The 34-year-old loosehead, who was retiring after the tournament, sustained the injury as the reigning champions beat Tonga 47-9 on Saturday to cruise into the quarter-finals as Pool C winners.

The injury will take at least three weeks to heal, so Woodcock's out of the Cup - and rugby.

The third most-capped prop in the history of the game behind Gethin Jenkins of Wales and England's Jason Leonard, Woodcock scored New Zealand's only try in their 2011 World Cup final triumph.

Along with Richie McCaw, Dan Carter and Keven Mealamu, Woodcock was considered a key member of that All Blacks side, and coach Steve Hansen was disappointed his career had ended this way.

"It's not a great way for a great player to play his last test match if he's going to retire," Hansen told reporters. "So it is disappointing for him, but sport's like that, it can be quite cruel."

Woodcock will be replaced in the squad by Crusaders prop Joe Moody, who flew out on Saturday to join the squad in Swansea.

Wyatt Crockett and Ben Franks have also started a match apiece at loosehead prop.

Moody, 27, had been expected to start Canterbury's provincial game against Southland in Christchurch on Saturday but sat in the stands before leaving the ground at half-time.

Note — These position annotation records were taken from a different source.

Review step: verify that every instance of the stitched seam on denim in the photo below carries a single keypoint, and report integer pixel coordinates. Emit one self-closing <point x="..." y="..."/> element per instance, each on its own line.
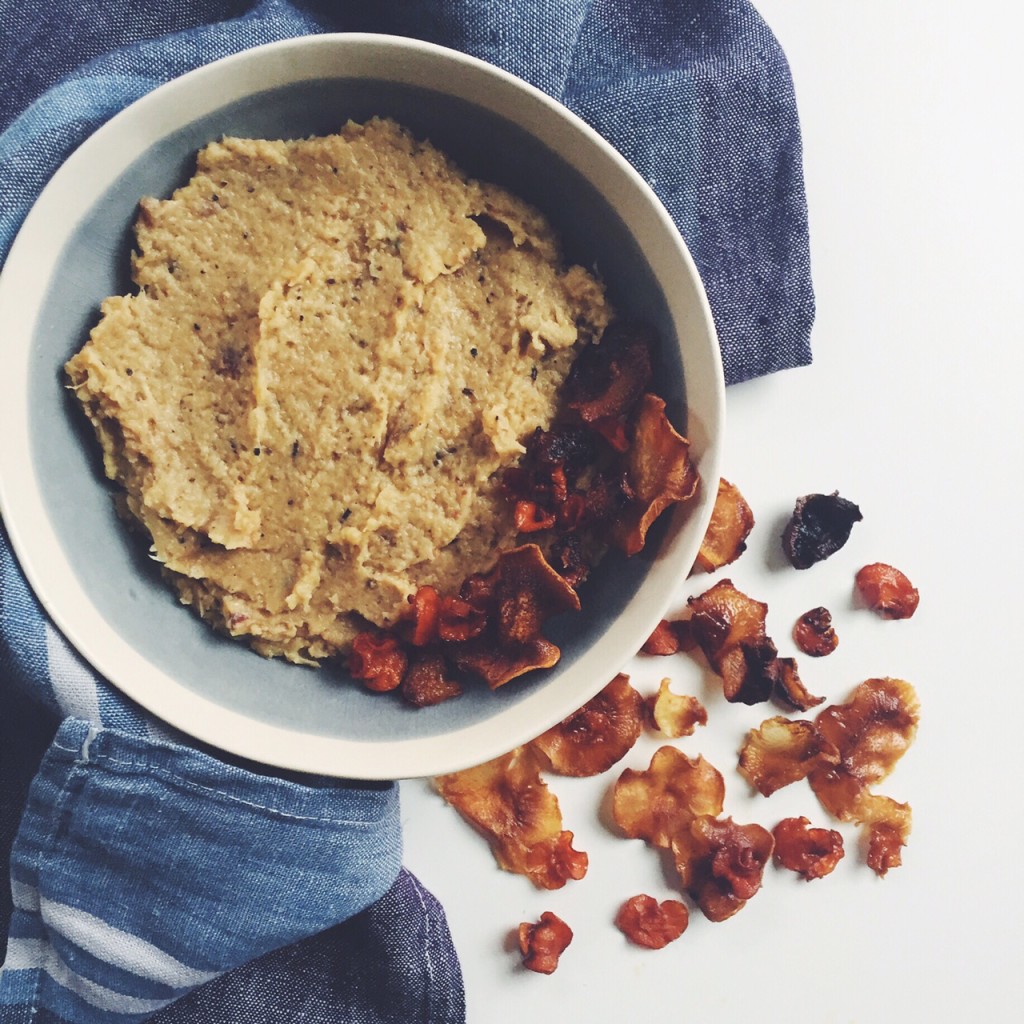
<point x="107" y="760"/>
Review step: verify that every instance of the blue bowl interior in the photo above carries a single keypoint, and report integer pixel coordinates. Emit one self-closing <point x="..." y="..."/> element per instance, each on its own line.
<point x="112" y="562"/>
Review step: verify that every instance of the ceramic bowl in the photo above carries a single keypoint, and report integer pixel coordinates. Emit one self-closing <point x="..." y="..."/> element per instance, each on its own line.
<point x="95" y="580"/>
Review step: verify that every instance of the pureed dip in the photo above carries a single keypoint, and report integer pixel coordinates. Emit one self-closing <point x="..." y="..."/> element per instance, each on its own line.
<point x="337" y="346"/>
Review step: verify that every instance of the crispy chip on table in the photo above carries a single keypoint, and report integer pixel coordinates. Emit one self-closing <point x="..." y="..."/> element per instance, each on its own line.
<point x="870" y="732"/>
<point x="597" y="735"/>
<point x="508" y="802"/>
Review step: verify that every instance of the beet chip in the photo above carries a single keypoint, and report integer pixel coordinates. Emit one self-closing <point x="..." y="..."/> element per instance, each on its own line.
<point x="600" y="733"/>
<point x="542" y="943"/>
<point x="820" y="524"/>
<point x="508" y="803"/>
<point x="646" y="923"/>
<point x="870" y="732"/>
<point x="659" y="472"/>
<point x="812" y="853"/>
<point x="731" y="522"/>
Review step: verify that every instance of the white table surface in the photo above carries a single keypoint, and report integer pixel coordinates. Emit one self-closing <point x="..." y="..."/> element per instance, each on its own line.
<point x="912" y="150"/>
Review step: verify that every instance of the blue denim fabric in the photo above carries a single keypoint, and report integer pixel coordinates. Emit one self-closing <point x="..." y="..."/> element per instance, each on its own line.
<point x="144" y="869"/>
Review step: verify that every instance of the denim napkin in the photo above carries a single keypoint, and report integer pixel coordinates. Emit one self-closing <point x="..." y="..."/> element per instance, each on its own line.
<point x="148" y="873"/>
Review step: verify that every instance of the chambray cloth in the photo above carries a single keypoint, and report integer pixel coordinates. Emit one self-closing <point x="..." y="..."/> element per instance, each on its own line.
<point x="146" y="872"/>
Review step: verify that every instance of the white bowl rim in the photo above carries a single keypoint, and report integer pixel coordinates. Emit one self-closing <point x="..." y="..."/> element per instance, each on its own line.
<point x="37" y="547"/>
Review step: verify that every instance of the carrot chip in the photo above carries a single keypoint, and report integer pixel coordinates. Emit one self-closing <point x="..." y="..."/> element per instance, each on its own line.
<point x="646" y="923"/>
<point x="812" y="853"/>
<point x="887" y="591"/>
<point x="508" y="803"/>
<point x="543" y="943"/>
<point x="731" y="522"/>
<point x="601" y="732"/>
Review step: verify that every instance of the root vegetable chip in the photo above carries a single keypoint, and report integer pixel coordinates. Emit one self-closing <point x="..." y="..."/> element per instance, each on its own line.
<point x="812" y="853"/>
<point x="871" y="731"/>
<point x="655" y="804"/>
<point x="820" y="524"/>
<point x="887" y="591"/>
<point x="729" y="628"/>
<point x="670" y="638"/>
<point x="814" y="634"/>
<point x="543" y="943"/>
<point x="675" y="714"/>
<point x="516" y="597"/>
<point x="721" y="864"/>
<point x="659" y="471"/>
<point x="508" y="803"/>
<point x="600" y="733"/>
<point x="780" y="752"/>
<point x="427" y="683"/>
<point x="731" y="522"/>
<point x="646" y="923"/>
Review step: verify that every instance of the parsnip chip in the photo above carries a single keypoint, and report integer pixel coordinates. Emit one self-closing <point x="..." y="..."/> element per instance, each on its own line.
<point x="720" y="863"/>
<point x="600" y="733"/>
<point x="660" y="473"/>
<point x="675" y="714"/>
<point x="731" y="522"/>
<point x="655" y="804"/>
<point x="871" y="732"/>
<point x="782" y="751"/>
<point x="646" y="923"/>
<point x="812" y="853"/>
<point x="511" y="806"/>
<point x="670" y="638"/>
<point x="542" y="943"/>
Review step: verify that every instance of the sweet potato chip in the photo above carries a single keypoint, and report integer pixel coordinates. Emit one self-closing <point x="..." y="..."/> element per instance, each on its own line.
<point x="646" y="923"/>
<point x="660" y="473"/>
<point x="542" y="943"/>
<point x="720" y="863"/>
<point x="607" y="379"/>
<point x="592" y="739"/>
<point x="520" y="593"/>
<point x="782" y="751"/>
<point x="887" y="591"/>
<point x="377" y="660"/>
<point x="511" y="806"/>
<point x="812" y="853"/>
<point x="871" y="731"/>
<point x="723" y="617"/>
<point x="655" y="804"/>
<point x="675" y="714"/>
<point x="731" y="522"/>
<point x="729" y="628"/>
<point x="814" y="634"/>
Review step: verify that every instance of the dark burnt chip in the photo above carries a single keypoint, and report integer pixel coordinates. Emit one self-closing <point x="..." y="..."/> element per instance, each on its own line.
<point x="819" y="526"/>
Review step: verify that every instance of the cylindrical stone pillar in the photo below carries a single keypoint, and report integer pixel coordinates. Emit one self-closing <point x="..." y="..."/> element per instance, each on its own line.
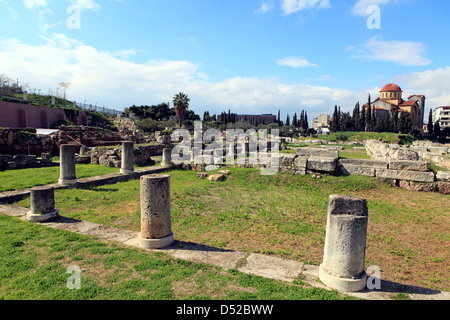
<point x="167" y="157"/>
<point x="67" y="165"/>
<point x="127" y="157"/>
<point x="42" y="200"/>
<point x="345" y="244"/>
<point x="156" y="230"/>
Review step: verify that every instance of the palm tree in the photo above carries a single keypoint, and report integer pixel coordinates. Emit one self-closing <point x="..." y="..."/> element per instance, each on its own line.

Canterbury coach Scott Robertson confirmed he spoke with All Blacks manager Darren Shand just after noon on Saturday, and they agreed to let Moody go.

New Zealand will play Ireland or France in the World Cup quarter-finals in Cardiff on Sunday.

A sheep and dairy farmer, Woodcock played for his country at all age levels before making his Test debut against Wales in Cardiff at the age of 22 in 2002.

He soon cemented his place in the New Zealand front row and played all three Tests in the British and Irish Lions triumph of 2005 and four matches at the 2007 World Cup.

Regarded as the best loosehead in the world for his scrummaging and hard work around the pitch, Woodcock's mobility also made him a threat with ball in hand.

He played every match in New Zealand's triumphant 2011 World Cup campaign, 13 Tests in 2012 and 12 in 2013 before injury struck to wreck his 2014 season.

A shoulder injury also ended his 2015 Super Rugby season prematurely and he brought an end to his 12-year career with the Blues in June.

"He's an unsung hero, Woody," Hansen added. "Woody just got better and better and he's been a great player. He's a very mobile footballer and a skilled rugby player.

"He can reflect on his career at some point, when he's ready to do that, with a lot of satisfaction and New Zealanders can be very proud of him."

Woodcock could yet remain in camp, with Hansen saying that's a decision the now-former player needs to make.